Mika and Charlotte MacInnis
According to the Ministry of Public Security, more than 50 million foreigners exit or enter the country on average every year, while another 5 million live here. Of these, about half-a-million call China home.
Many have enriched Chinese lives with their contributions in business, education, medical care and disaster relief.
China Right There, a recent bilingual documentary on Tianjin TV highlighted the lives of 100 expatriates who have been living here since the founding of New China in 1949. The crew traversed the length and breadth of the country recording their everyday lives.
Now, 13 of them have been picked to be honored with the "You Bring Charm to China" award, presented jointly by Tianjin TV and Hong Kong-based Phoenix TV, and supported by China Daily.
The awards were presented on Saturday at Kerry Centre Shangri-La Hotel, witnessed by representatives from the United Nations, leaders of China's major diplomatic institutions and by distinguished overseas Chinese.
Domestic and overseas artists put up a gala show and the whole ceremony was broadcast live to audiences at home and abroad.
We profile one of them here:
Mika and Charlotte MacInnis, known as Ai Zhong and Ai Hua
While their English names, Mika and Charlotte MacInnis, are known to few people mention their Chinese names "Ai Zhong" and "Ai Hua" - both of which mean "Love China" - and the two American girls are instantly recognized.
The sisters can speak fluent Chinese, sing traditional Chinese opera, and are even competent at xiangsheng, a traditional Chinese crosstalk act.
Their family moved to China in 1988 when Mika was 9 and Charlotte, 7.
Born in the US and raised in China, the sisters danced and sang their way into Chinese hearts and households many years ago.
After completing their high school studies in China, Ai Hua left for Columbia University to study drama. She is now a TV host in China. Her sister Ai Zhong is currently pursuing her PhD in psychology in the US, but plans to work in China after earning her doctorate.

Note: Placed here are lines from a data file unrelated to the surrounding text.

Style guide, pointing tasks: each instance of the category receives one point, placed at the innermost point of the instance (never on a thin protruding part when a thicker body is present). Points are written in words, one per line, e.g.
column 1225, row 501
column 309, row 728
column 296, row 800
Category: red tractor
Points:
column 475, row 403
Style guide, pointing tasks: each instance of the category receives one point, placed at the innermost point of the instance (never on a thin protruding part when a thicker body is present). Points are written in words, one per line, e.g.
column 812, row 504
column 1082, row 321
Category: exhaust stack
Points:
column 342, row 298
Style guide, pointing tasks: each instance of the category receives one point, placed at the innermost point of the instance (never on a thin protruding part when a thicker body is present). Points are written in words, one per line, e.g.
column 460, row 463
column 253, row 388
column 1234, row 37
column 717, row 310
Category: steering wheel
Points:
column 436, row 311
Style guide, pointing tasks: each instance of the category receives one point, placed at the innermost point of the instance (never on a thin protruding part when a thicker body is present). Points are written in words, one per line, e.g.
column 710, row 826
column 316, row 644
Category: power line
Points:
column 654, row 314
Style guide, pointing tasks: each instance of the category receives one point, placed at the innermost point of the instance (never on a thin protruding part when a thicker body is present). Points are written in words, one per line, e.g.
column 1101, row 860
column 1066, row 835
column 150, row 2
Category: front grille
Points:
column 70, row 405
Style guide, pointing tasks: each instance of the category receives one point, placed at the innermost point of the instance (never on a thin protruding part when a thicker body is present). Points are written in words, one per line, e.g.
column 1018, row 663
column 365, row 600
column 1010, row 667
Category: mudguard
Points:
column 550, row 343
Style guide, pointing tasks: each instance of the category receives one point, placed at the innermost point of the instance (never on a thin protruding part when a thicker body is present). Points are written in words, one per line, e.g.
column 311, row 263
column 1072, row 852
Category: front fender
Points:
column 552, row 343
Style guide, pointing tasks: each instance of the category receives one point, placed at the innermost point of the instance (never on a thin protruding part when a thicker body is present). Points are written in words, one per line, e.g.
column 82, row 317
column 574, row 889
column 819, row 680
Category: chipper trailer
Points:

She often says she feels she is a foreigner in the US.
Their grandfather Donald MacInnis, was once a member of the Flying Tigers, a formidable group of volunteer fighter pilots who helped China fight the Japanese invasion. He volunteered to be an English teacher in a university in Fuzhou at the age of 84.
Their father, Peter MacInnis, was born in Fuzhou, grew up in Taiwan, and now works on the mainland. His wife, Elyn, is a lover of Chinese music, and plays the suona, a kind of Chinese saxophone used in Peking Opera, and nazi, a traditional Henan instrument.
China is already home to three generations of this family and their hope is that the next generation too will base itself here.